RED BANK: PARKING REVENUE STILL ON TABLE
Councilman Michael Ballard, center, and Mayor Pasquale Menna on election night 2017. (Photo by John T. Ward. Click to enlarge.)
By JOHN T. WARD
Red Bank’s mayor and council say they’re “hopeful and optimistic” about implementing the recommendations of a bombshell parking study delivered this month.
The assertion was made Tuesday in an unusual press release that appeared to walk back comments made by Mayor Pasquale Menna and Councilman Michael Ballard to redbankgreen last week, when they termed a key recommendation in the report potentially “catastrophic” and a “terrible hit” for taxpayers.

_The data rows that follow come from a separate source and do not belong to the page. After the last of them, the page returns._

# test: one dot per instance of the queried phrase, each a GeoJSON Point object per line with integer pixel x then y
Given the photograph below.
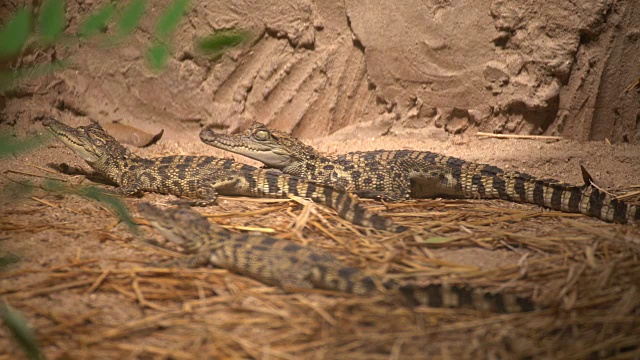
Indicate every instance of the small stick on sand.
{"type": "Point", "coordinates": [510, 136]}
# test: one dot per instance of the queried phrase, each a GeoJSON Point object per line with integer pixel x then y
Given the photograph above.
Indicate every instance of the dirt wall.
{"type": "Point", "coordinates": [530, 67]}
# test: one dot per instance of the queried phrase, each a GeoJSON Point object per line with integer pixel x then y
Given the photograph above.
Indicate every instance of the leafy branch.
{"type": "Point", "coordinates": [18, 33]}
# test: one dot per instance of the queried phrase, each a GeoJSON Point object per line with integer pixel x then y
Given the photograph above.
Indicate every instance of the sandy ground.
{"type": "Point", "coordinates": [426, 74]}
{"type": "Point", "coordinates": [65, 243]}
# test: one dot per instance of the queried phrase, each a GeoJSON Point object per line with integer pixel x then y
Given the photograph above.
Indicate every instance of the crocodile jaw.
{"type": "Point", "coordinates": [270, 156]}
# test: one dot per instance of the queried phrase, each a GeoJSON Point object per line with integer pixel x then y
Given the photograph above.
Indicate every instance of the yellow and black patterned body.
{"type": "Point", "coordinates": [290, 266]}
{"type": "Point", "coordinates": [203, 178]}
{"type": "Point", "coordinates": [402, 174]}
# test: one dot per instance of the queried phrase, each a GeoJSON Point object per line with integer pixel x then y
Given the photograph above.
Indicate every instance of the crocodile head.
{"type": "Point", "coordinates": [90, 142]}
{"type": "Point", "coordinates": [274, 148]}
{"type": "Point", "coordinates": [181, 226]}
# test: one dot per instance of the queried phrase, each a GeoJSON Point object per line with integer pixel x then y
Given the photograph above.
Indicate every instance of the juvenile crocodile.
{"type": "Point", "coordinates": [290, 266]}
{"type": "Point", "coordinates": [202, 178]}
{"type": "Point", "coordinates": [402, 174]}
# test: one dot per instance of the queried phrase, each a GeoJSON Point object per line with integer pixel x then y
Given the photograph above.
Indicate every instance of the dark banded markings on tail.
{"type": "Point", "coordinates": [574, 199]}
{"type": "Point", "coordinates": [478, 184]}
{"type": "Point", "coordinates": [327, 191]}
{"type": "Point", "coordinates": [556, 198]}
{"type": "Point", "coordinates": [253, 183]}
{"type": "Point", "coordinates": [272, 183]}
{"type": "Point", "coordinates": [344, 203]}
{"type": "Point", "coordinates": [167, 160]}
{"type": "Point", "coordinates": [619, 211]}
{"type": "Point", "coordinates": [292, 183]}
{"type": "Point", "coordinates": [499, 185]}
{"type": "Point", "coordinates": [358, 217]}
{"type": "Point", "coordinates": [228, 164]}
{"type": "Point", "coordinates": [206, 161]}
{"type": "Point", "coordinates": [595, 202]}
{"type": "Point", "coordinates": [491, 170]}
{"type": "Point", "coordinates": [311, 191]}
{"type": "Point", "coordinates": [519, 189]}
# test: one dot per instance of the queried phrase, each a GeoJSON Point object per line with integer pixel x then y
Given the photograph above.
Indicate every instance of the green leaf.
{"type": "Point", "coordinates": [97, 22]}
{"type": "Point", "coordinates": [15, 32]}
{"type": "Point", "coordinates": [51, 20]}
{"type": "Point", "coordinates": [157, 56]}
{"type": "Point", "coordinates": [21, 331]}
{"type": "Point", "coordinates": [131, 16]}
{"type": "Point", "coordinates": [217, 42]}
{"type": "Point", "coordinates": [170, 17]}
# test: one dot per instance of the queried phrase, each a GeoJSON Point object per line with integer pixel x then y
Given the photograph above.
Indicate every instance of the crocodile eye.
{"type": "Point", "coordinates": [97, 140]}
{"type": "Point", "coordinates": [262, 135]}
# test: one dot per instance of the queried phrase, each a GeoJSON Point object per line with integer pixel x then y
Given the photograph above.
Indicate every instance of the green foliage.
{"type": "Point", "coordinates": [96, 23]}
{"type": "Point", "coordinates": [15, 32]}
{"type": "Point", "coordinates": [169, 19]}
{"type": "Point", "coordinates": [9, 145]}
{"type": "Point", "coordinates": [217, 42]}
{"type": "Point", "coordinates": [51, 21]}
{"type": "Point", "coordinates": [130, 18]}
{"type": "Point", "coordinates": [22, 333]}
{"type": "Point", "coordinates": [165, 26]}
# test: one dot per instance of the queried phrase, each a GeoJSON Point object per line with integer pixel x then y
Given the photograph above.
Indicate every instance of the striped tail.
{"type": "Point", "coordinates": [473, 180]}
{"type": "Point", "coordinates": [443, 295]}
{"type": "Point", "coordinates": [347, 205]}
{"type": "Point", "coordinates": [586, 199]}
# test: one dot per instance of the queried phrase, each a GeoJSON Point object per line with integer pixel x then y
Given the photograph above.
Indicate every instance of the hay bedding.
{"type": "Point", "coordinates": [103, 301]}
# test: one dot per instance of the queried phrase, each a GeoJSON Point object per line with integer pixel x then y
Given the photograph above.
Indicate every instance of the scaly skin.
{"type": "Point", "coordinates": [401, 174]}
{"type": "Point", "coordinates": [202, 178]}
{"type": "Point", "coordinates": [291, 266]}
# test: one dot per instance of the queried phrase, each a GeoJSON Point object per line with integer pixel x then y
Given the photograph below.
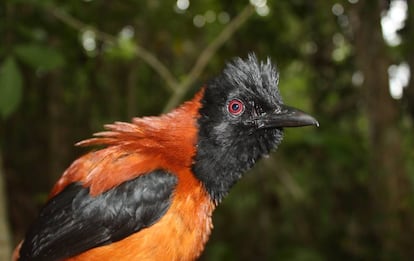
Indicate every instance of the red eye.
{"type": "Point", "coordinates": [235, 107]}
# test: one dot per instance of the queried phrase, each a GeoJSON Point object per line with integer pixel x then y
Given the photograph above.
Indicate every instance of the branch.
{"type": "Point", "coordinates": [179, 88]}
{"type": "Point", "coordinates": [206, 55]}
{"type": "Point", "coordinates": [140, 51]}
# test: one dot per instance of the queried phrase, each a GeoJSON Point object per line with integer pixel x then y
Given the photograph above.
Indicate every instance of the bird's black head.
{"type": "Point", "coordinates": [241, 119]}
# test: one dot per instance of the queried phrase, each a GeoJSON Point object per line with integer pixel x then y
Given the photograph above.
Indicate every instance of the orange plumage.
{"type": "Point", "coordinates": [149, 193]}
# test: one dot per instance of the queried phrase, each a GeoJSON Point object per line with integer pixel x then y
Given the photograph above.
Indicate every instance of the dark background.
{"type": "Point", "coordinates": [343, 191]}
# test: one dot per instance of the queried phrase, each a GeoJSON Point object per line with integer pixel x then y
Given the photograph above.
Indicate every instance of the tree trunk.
{"type": "Point", "coordinates": [5, 240]}
{"type": "Point", "coordinates": [389, 184]}
{"type": "Point", "coordinates": [409, 54]}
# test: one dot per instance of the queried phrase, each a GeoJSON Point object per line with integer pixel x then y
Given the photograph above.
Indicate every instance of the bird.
{"type": "Point", "coordinates": [149, 187]}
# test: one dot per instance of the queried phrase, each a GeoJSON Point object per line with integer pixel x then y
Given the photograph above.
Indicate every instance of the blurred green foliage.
{"type": "Point", "coordinates": [67, 68]}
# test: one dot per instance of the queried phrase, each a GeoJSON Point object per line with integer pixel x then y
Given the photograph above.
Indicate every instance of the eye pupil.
{"type": "Point", "coordinates": [235, 107]}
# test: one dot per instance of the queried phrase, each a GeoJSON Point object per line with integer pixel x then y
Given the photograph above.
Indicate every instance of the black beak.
{"type": "Point", "coordinates": [286, 117]}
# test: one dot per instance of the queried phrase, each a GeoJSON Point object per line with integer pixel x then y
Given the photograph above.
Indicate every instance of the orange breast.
{"type": "Point", "coordinates": [179, 235]}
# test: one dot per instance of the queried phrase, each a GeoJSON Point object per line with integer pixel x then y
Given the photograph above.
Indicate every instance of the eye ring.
{"type": "Point", "coordinates": [235, 107]}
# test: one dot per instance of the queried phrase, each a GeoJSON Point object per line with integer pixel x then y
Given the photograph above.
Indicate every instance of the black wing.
{"type": "Point", "coordinates": [74, 221]}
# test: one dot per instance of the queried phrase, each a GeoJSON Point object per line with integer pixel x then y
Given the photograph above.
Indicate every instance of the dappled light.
{"type": "Point", "coordinates": [342, 191]}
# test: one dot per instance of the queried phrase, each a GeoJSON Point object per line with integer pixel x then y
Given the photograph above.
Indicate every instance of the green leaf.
{"type": "Point", "coordinates": [10, 87]}
{"type": "Point", "coordinates": [39, 56]}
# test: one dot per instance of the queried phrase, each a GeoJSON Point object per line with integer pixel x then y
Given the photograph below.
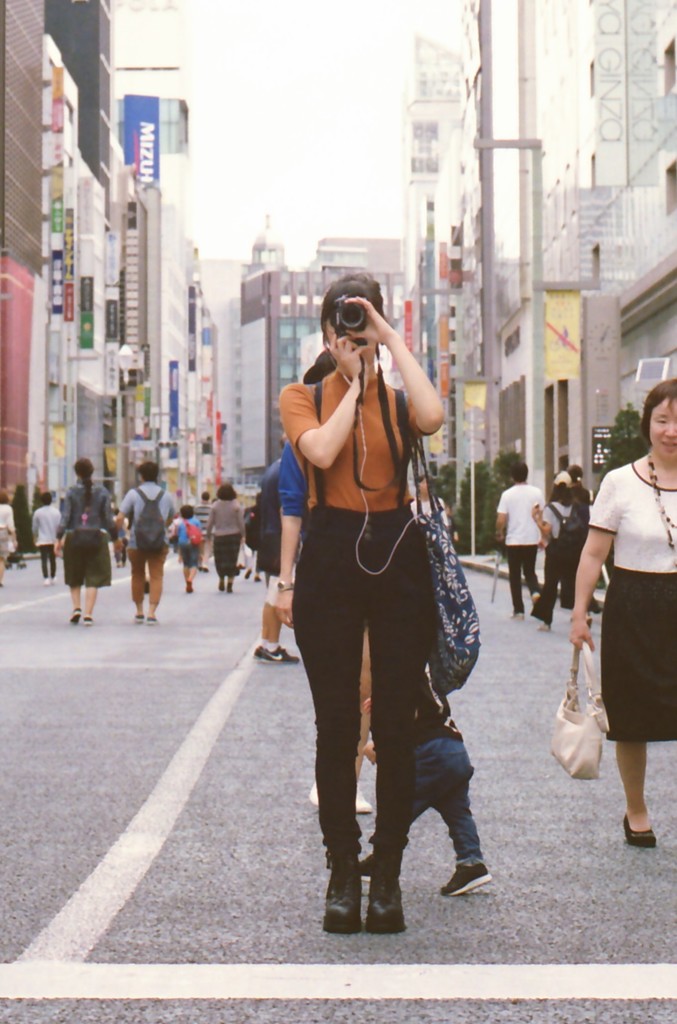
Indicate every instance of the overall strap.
{"type": "Point", "coordinates": [403, 426]}
{"type": "Point", "coordinates": [389, 433]}
{"type": "Point", "coordinates": [558, 514]}
{"type": "Point", "coordinates": [316, 472]}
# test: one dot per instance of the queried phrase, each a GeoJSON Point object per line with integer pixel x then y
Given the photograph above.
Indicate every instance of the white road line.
{"type": "Point", "coordinates": [346, 981]}
{"type": "Point", "coordinates": [79, 926]}
{"type": "Point", "coordinates": [65, 592]}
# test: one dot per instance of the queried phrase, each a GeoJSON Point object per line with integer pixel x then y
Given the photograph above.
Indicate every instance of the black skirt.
{"type": "Point", "coordinates": [225, 550]}
{"type": "Point", "coordinates": [639, 655]}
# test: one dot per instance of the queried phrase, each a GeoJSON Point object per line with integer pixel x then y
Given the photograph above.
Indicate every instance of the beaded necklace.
{"type": "Point", "coordinates": [667, 521]}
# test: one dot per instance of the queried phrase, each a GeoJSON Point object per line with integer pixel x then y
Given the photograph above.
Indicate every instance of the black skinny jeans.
{"type": "Point", "coordinates": [334, 598]}
{"type": "Point", "coordinates": [521, 558]}
{"type": "Point", "coordinates": [47, 560]}
{"type": "Point", "coordinates": [558, 572]}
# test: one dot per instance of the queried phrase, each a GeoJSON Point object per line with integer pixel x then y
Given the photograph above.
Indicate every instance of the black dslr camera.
{"type": "Point", "coordinates": [348, 316]}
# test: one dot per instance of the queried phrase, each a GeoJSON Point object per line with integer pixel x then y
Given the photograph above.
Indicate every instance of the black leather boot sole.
{"type": "Point", "coordinates": [384, 913]}
{"type": "Point", "coordinates": [343, 906]}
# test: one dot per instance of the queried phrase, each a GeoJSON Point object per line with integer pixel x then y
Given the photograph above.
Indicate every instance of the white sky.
{"type": "Point", "coordinates": [297, 113]}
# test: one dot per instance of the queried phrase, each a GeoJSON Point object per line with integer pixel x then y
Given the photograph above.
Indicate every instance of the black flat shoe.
{"type": "Point", "coordinates": [645, 839]}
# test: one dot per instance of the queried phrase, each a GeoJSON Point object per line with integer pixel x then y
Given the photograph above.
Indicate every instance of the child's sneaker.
{"type": "Point", "coordinates": [465, 879]}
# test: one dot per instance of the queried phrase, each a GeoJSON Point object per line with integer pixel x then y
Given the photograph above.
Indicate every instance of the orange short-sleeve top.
{"type": "Point", "coordinates": [297, 408]}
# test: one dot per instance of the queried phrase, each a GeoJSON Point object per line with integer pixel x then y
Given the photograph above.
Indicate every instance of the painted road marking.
{"type": "Point", "coordinates": [345, 981]}
{"type": "Point", "coordinates": [79, 926]}
{"type": "Point", "coordinates": [65, 592]}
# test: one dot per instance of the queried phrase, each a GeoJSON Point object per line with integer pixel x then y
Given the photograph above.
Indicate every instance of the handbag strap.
{"type": "Point", "coordinates": [592, 683]}
{"type": "Point", "coordinates": [420, 469]}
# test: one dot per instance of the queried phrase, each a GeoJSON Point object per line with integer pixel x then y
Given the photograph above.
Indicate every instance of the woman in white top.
{"type": "Point", "coordinates": [7, 531]}
{"type": "Point", "coordinates": [636, 510]}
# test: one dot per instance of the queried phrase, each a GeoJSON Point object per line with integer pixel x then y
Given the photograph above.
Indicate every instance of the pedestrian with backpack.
{"type": "Point", "coordinates": [189, 536]}
{"type": "Point", "coordinates": [149, 510]}
{"type": "Point", "coordinates": [563, 525]}
{"type": "Point", "coordinates": [225, 528]}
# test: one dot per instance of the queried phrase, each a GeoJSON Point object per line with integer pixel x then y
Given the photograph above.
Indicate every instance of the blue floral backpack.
{"type": "Point", "coordinates": [456, 647]}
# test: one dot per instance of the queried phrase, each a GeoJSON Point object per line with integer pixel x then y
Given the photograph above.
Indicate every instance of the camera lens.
{"type": "Point", "coordinates": [350, 315]}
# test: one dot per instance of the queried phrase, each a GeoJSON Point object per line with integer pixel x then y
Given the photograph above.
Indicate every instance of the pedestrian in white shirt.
{"type": "Point", "coordinates": [515, 525]}
{"type": "Point", "coordinates": [45, 524]}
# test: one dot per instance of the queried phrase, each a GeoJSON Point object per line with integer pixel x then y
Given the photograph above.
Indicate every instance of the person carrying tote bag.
{"type": "Point", "coordinates": [87, 517]}
{"type": "Point", "coordinates": [577, 740]}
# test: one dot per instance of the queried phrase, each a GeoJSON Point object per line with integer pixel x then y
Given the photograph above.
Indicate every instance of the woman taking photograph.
{"type": "Point", "coordinates": [86, 558]}
{"type": "Point", "coordinates": [636, 510]}
{"type": "Point", "coordinates": [363, 564]}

The press release, issued on the stationery of the “Office of the Mayor & Council” and posted on the borough website, addresses a first-in-a-generation comprehensive study of borough parking operations. The study was conducted by Carrie Krasnow and Brian Bartholomew, of New York-based Walker Consultants, and unveiled at a public meeting January 10.
In it, Krasnow and Bartholomew estimated the downtown business district needs an additional 221 parking spots on weekdays and 98 for evening and weekend use. That’s in contrast to claims, driven largely by the retail and restaurant community, that the town needed to act quickly to add 500 or more parking spaces downtown.
Moreover, the study’s authors said it would be “foolish” to recommend the town develop the White Street lot as a parking garage because the borough’s parking operations are, in their word, “broken.”
Bartholomew and Krasnow recommended a number of changes to the operations and financing of parking, including one that the town “wean” itself from draining the parking utility surplus to fill holes in the general town budget and keep a lid on property taxes.
The borough has pulled $3 million from the parking utility over the last three years to bolster the general fund.
“Lower tax rates are popular, but over time this practice has hurt the ability of the parking system to provide the service it was intended to provide, and that the public wants,” the report says.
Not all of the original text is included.